Il faut préciser à cet égard que la France a veillé à ce que figure dans le protocole une clause de sauvegarde excluant des infractions les transports de biens et de matières qui ne sont pas contraires au traité sur la non-prolifération des armes nucléaires de 1968.

La deuxième grande innovation est introduite par le seul protocole SUA de 2005 sur la sécurité de la navigation maritime : c'est la mise en place d'un dispositif d'intervention en haute mer. Ce dispositif autorise notamment, à l'issue d'une procédure qu'il définit, l'arraisonnement par un État de navires battant un autre pavillon que le sien et qu'il soupçonne d'être impliqués dans la commission d'une infraction visée par le protocole.

Il élargit ainsi la liste, définie par le droit international, des cas dans lesquels un État peut arraisonner un navire qui ne bat pas son pavillon. Cependant le consentement de l'État du pavillon doit être obtenu. Le protocole prévoit des procédures simplifiées qui permettent à un État d'accorder, lors du dépôt de son instrument de ratification, l'autorisation d'arraisonner ses navires, soit de manière générale sans qu'il soit besoin de demande de confirmation de la nationalité du navire, soit sur la base d'un accord tacite, à l'issue d'un silence de quatre heures à compter de l'émission de la demande de confirmation de nationalité.

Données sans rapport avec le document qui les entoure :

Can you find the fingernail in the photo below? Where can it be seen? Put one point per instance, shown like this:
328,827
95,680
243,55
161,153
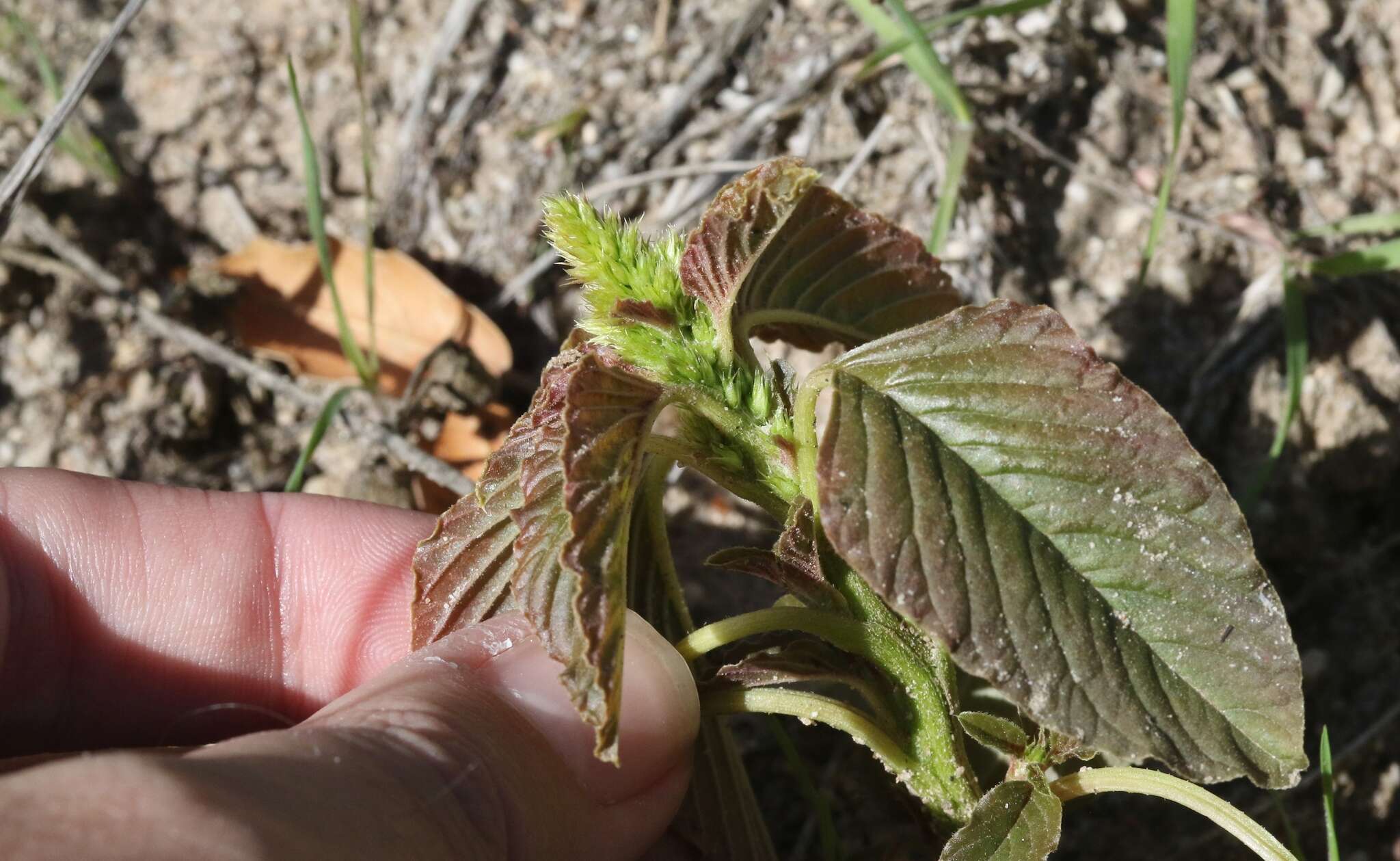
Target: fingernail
658,723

Afin de conserver la plus grande liberté d'appréciation en fonction des circonstances, dans une décision relevant de sa seule souveraineté, la France n'entend effectuer aucune de ces deux notifications lors du dépôt de son instrument de ratification.

Au-delà de la dimension répressive qui caractérise la convention SUA de 1988, le dispositif d'intervention en haute mer mis en place par le protocole de 2005 permet également à un État d'intervenir de manière préventive, afin d'éviter qu'une infraction aux conséquences potentiellement graves ne survienne.

On voit bien, au regard des éléments qui précèdent, l'intérêt que présente pour la France la ratification de ces protocoles. Une telle ratification constitue en effet un pas supplémentaire dans le cadre des efforts déployés par la France pour lutter plus efficacement contre le terrorisme. Cela est vrai tant au niveau international, où la coopération avec nos partenaires étrangers s'en trouverait renforcée, qu'à l'échelle nationale, où la compétence des juridictions françaises serait établie pour les nouvelles infractions introduites par les protocoles, et ce non seulement lorsqu'un lien territorial ou personnel est établi avec l'infraction, mais également lorsque l'auteur présumé se trouve sur le territoire français et n'est pas extradé.

Considérant l'importance de ces sujets, j'ai été, comme un certain nombre d'entre vous, interpellé par le temps mis à ratifier ces protocoles, alors que deux majorités différentes se sont succédé depuis 2007.